Closed Lizhinwafu closed 10 months ago

Lizhinwafu commented 11 months ago

How much memory is required to train SA3D, and how to make own dataset?

Jumpat commented 11 months ago

The GPU memory cost depends on the scene. A 24GB (e.g., RTX3090) GPU is usually enough. For training on custom dataset, you may find some help from DirectVoxGo. You need to process the data with COLMAP and put it under the specific data structure.
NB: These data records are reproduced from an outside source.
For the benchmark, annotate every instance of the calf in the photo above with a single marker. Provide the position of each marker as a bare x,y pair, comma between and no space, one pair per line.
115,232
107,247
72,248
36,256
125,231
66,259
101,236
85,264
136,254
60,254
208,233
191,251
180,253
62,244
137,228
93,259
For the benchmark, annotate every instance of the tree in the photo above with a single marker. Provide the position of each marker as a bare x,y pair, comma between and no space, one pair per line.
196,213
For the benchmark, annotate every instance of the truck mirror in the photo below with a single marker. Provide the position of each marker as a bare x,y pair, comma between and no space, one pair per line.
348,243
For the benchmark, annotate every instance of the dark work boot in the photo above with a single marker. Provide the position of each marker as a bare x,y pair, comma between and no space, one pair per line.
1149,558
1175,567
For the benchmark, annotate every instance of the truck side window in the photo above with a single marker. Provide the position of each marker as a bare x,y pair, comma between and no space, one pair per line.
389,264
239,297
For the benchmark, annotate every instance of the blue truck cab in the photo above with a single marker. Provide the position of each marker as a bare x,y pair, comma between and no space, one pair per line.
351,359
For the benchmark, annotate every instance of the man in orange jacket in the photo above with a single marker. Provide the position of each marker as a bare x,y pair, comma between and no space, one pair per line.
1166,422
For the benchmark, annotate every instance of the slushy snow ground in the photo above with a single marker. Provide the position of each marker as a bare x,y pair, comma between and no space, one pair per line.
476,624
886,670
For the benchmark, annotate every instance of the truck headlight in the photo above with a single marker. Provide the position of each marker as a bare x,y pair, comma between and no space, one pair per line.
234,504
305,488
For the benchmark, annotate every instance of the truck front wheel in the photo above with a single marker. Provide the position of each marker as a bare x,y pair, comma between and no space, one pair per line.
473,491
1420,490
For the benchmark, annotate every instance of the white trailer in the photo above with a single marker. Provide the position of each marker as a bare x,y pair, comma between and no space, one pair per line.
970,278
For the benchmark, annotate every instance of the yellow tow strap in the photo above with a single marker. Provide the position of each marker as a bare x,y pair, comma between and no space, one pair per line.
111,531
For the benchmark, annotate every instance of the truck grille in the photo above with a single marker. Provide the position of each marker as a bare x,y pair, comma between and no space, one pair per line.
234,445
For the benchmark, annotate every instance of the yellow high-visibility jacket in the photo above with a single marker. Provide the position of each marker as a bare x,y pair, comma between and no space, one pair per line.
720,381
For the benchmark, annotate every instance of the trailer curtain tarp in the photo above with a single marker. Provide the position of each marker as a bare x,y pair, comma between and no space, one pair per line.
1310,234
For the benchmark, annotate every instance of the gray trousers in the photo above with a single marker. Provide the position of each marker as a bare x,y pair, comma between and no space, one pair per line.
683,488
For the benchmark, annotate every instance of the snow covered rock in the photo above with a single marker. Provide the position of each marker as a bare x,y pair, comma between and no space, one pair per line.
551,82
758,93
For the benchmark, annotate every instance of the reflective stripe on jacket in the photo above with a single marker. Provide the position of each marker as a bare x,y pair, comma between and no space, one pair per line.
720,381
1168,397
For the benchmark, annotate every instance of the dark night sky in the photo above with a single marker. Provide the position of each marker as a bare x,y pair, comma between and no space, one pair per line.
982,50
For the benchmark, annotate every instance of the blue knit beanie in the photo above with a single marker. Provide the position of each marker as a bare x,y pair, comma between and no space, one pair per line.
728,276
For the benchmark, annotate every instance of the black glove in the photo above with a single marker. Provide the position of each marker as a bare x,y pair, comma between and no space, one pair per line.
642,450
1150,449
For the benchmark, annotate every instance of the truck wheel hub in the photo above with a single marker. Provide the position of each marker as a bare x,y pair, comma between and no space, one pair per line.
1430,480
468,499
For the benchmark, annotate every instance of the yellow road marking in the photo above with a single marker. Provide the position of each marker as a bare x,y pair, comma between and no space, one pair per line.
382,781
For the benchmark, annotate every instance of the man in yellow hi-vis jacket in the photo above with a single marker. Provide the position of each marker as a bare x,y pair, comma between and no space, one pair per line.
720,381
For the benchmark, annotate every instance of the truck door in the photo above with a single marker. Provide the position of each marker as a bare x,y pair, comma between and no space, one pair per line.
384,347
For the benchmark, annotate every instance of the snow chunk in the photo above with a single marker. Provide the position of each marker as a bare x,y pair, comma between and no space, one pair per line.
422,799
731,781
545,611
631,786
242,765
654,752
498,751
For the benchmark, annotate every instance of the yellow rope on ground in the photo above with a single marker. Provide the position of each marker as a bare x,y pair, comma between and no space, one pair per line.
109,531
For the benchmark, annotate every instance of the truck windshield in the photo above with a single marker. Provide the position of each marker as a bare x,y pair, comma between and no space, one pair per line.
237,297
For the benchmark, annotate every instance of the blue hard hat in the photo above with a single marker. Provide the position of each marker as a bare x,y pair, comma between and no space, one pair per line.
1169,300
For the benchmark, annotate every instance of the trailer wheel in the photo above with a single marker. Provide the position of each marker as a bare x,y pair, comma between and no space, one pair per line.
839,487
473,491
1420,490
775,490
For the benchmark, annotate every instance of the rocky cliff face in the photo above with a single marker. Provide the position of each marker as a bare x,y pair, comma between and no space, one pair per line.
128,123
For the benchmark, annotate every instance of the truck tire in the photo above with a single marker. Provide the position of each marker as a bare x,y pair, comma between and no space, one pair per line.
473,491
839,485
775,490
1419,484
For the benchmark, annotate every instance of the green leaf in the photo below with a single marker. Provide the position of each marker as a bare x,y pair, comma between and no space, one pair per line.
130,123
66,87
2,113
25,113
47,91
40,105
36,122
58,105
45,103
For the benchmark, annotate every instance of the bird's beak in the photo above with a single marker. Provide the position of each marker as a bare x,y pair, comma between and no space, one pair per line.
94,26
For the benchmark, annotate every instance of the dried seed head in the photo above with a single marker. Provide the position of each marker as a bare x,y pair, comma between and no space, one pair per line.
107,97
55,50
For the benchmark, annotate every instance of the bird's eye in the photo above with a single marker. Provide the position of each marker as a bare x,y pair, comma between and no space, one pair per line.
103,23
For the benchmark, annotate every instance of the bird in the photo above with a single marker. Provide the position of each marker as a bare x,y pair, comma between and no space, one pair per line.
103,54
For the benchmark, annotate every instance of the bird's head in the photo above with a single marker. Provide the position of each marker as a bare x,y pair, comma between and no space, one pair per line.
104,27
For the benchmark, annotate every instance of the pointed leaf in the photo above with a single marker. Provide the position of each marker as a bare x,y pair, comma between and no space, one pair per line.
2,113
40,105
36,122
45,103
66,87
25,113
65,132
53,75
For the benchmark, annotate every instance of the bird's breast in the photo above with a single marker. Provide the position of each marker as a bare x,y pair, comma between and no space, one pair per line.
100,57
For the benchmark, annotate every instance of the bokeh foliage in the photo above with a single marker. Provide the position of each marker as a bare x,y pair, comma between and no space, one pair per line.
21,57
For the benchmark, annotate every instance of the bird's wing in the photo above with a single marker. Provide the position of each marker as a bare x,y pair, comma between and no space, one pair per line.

Lizhinwafu commented 10 months ago

Thanks for your reply.

I have some question about SA3D:

(1) I found that the data resolution was too large and the training was easily interrupted. My data is 4096*2160. (2) I found the reason for the error. LLFF is a forward-facing data set, and I collected data through 360 degrees. I made it into LLFF data set format and found that it cannot be trained. Maybe it needs to be made into LERF format or mip-NeRF360. (3) I found that you have implemented instance splitting for multiple targets. How is this achieved and which command is used? In the example command, I can only get one target in the scene. This instance segmentation is what I want.

Many thanks. image

Lizhinwafu commented 10 months ago

Another question, should these two places in the nerf_unbounded data set be the same? image image

Zanue commented 10 months ago

(1) To use low resolution images for training, you need to firstly ensure that in your data directory there are folders like [images|images_2|images_4|images_8]. This can be created by COLMAP. Then you need to specify the factor parameter in your configs, like this. factor means the downsample factor of training images.

(2)

Maybe it needs to be made into LERF format or mip-NeRF360.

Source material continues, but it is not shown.